Total Electrical Distributors Inc still shining brightly as third-generation, woman-owned business


One could say Lenore Schwartz was a pioneer as a woman business owner.

While New York City currently promotes the need for more Minority and Women Owned Business Enterprises (MWBE), certification wasn’t as easy back in the early 1990s.

“When we went to Livingston Street in Brooklyn to get interviewed, it was just an incredible process. Every single agency came down for an interview. They don’t do that anymore,” said the president of Total Electrical Distributors Inc.

“We were definitely more determined to get certified. We had the business already, so why give up? It took us a few years, but we got it,” said Schwartz.

The third-generation business dates almost 100 years to Brooklyn as Schwartz’s grandfather, Benjamin Schwartz, started Flatbush Lighting Fixture Company in 1922 before moving a few years later to the corner of Coney Island Avenue and Avenue P. Her father, Harold Schwartz, joined the business after he got out of the U.S. Navy and Lenore entered in 1982.

Schwartz and her sister Wendie incorporated Total Electrical Distributors in 1989 to become a women-owned business and made the big move the following year when they sold the Brooklyn property and purchased the current 30,000-square foot warehouse on South Avenue in Mariners Harbor. In the early 2000s, Schwartz took over sole ownership when she bought out her sister once she moved away.

“I really don’t remember who told us about the certification, but we knew it was the right decision. Some of the agencies said if we could get certified, then maybe we could get discretional business. So, it became very important for us to get certified as a women-owned business,” recalled the former Lou Miller Business Leadership Award winner.

That decision paid off as Total Electrical Distributors Inc. – which is certified as a Women Business Enterprise (WBE) and Disadvantaged Business Enterprise (DBE) — provides electrical supplies to the tri-state area and beyond, listing the School Construction Authority, the Metropolitan Transit Authority, and the Port Authority of New York and New Jersey among its many clients. The company has furnished equipment recently during the construction of the Goethals, Bayonne, Kosciuszko, and Gov. Mario Cuomo bridges as well as the South Ferry Terminal.

With so many components involved with those massive projects, Schwartz said she is proud knowing she played a role in those jobs and with some ongoing major construction in the borough.

Schwartz cites her husband and industrial designer Noah Schechtel for his help with the business as well as the Staten Island Chamber of Commerce, as she celebrates her 25th anniversary with the organization.

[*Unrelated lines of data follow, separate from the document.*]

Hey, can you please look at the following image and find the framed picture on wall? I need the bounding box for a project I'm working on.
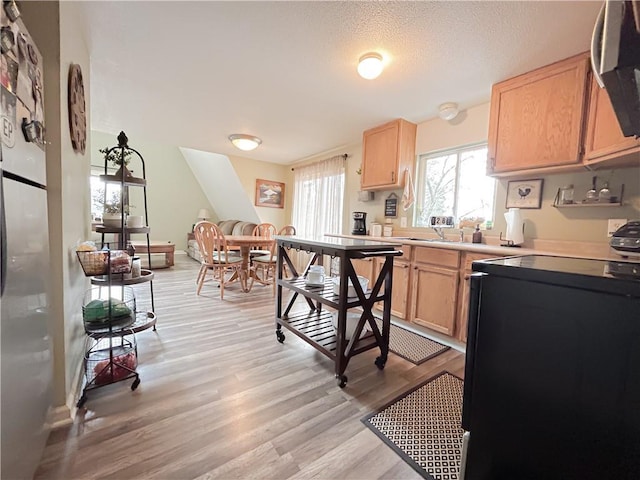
[255,179,285,208]
[505,179,544,209]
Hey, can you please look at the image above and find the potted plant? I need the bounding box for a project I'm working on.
[101,191,132,227]
[99,146,133,178]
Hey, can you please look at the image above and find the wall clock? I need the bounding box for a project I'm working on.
[68,63,86,154]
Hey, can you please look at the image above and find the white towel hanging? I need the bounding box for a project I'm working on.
[401,168,415,210]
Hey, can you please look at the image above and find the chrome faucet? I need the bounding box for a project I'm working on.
[432,227,447,241]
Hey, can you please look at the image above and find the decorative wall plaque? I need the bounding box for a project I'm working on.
[384,193,398,218]
[68,63,86,154]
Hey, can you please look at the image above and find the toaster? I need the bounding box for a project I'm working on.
[610,221,640,258]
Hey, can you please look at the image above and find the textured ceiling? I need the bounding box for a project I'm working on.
[77,1,602,164]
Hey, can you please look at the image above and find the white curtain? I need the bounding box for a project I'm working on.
[292,155,345,237]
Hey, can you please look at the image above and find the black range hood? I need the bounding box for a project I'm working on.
[592,1,640,137]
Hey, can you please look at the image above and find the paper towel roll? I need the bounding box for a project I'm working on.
[504,208,524,245]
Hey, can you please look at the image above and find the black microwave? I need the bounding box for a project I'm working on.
[591,0,640,138]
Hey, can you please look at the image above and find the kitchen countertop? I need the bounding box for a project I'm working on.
[329,233,640,263]
[275,235,400,251]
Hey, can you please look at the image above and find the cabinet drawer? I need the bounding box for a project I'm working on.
[397,244,412,262]
[413,247,459,269]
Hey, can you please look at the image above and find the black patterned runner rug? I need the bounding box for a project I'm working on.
[376,319,450,365]
[362,371,465,480]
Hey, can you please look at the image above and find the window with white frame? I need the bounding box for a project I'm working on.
[414,144,495,228]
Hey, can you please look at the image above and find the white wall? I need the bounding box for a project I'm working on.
[227,153,290,228]
[21,1,91,413]
[92,132,215,249]
[335,103,639,243]
[89,138,292,246]
[179,147,259,225]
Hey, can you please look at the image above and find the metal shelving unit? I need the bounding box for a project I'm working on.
[76,252,141,408]
[93,131,156,331]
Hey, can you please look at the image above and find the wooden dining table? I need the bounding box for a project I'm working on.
[225,235,274,292]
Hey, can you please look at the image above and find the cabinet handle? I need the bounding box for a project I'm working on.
[399,264,409,269]
[391,171,395,182]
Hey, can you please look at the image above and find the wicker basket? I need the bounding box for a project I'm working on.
[82,286,136,329]
[76,250,109,276]
[76,250,132,276]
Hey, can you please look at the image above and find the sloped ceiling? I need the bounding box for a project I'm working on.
[78,1,602,165]
[179,147,260,223]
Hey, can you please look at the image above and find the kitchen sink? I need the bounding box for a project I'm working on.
[393,237,453,242]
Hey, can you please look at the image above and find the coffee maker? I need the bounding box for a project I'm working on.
[352,211,367,235]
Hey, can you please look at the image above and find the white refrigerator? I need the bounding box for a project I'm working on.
[1,13,53,480]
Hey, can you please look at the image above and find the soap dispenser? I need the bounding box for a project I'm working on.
[472,224,483,244]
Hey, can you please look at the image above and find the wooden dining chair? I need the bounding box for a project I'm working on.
[250,223,277,257]
[277,225,296,278]
[250,239,277,295]
[193,221,243,299]
[278,225,296,236]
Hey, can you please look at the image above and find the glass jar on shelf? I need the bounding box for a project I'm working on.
[559,185,574,205]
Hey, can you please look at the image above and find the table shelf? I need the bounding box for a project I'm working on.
[278,309,379,359]
[90,269,154,286]
[84,311,156,336]
[279,276,384,309]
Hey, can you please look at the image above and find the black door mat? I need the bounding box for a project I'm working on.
[362,371,464,480]
[376,319,450,365]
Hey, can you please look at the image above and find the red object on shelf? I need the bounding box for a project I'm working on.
[93,352,136,385]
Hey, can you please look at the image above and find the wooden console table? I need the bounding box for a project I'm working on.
[131,241,175,268]
[274,235,402,387]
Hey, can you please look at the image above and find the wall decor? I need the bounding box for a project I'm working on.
[1,85,16,147]
[67,63,86,154]
[384,192,398,218]
[3,1,21,22]
[255,179,285,208]
[506,178,544,209]
[1,54,18,93]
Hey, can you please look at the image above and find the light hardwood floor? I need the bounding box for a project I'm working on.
[36,255,465,480]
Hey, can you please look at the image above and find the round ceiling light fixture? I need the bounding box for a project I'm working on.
[438,102,460,121]
[357,52,384,80]
[228,134,262,151]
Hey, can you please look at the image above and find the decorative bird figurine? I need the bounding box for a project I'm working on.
[518,187,531,199]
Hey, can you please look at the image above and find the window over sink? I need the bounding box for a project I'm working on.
[413,143,496,229]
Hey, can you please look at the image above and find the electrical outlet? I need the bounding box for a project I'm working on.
[607,218,627,237]
[400,217,407,228]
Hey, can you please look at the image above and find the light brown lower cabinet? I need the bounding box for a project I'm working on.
[457,273,472,343]
[373,259,411,319]
[350,258,374,284]
[409,263,459,336]
[456,253,497,342]
[359,244,498,343]
[406,247,460,336]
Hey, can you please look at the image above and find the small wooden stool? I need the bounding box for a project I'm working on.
[131,241,175,268]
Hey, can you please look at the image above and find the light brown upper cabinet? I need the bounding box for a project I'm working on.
[361,118,417,190]
[583,76,640,168]
[487,53,590,176]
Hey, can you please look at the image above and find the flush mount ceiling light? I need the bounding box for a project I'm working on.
[228,134,262,151]
[357,52,384,80]
[438,102,460,121]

“My dad and I were presidents of the Kings Highway Board of Trade, which is kind of like a Chamber. We knew the Staten Island Chamber of Commerce was a positive organization to belong to. We knew if we needed help, they could give that to us. It was a no-brainer,” she said.

Through the years, Schwartz has counted on Chamber workshops, seminars, and events to help promote and grow her business.

“It definitely helped me network and build more contacts,” she said. “If people say to me they’re not a member of the Chamber, I’ll ask, ‘Why not?’ You can get a lot of benefits,” she said.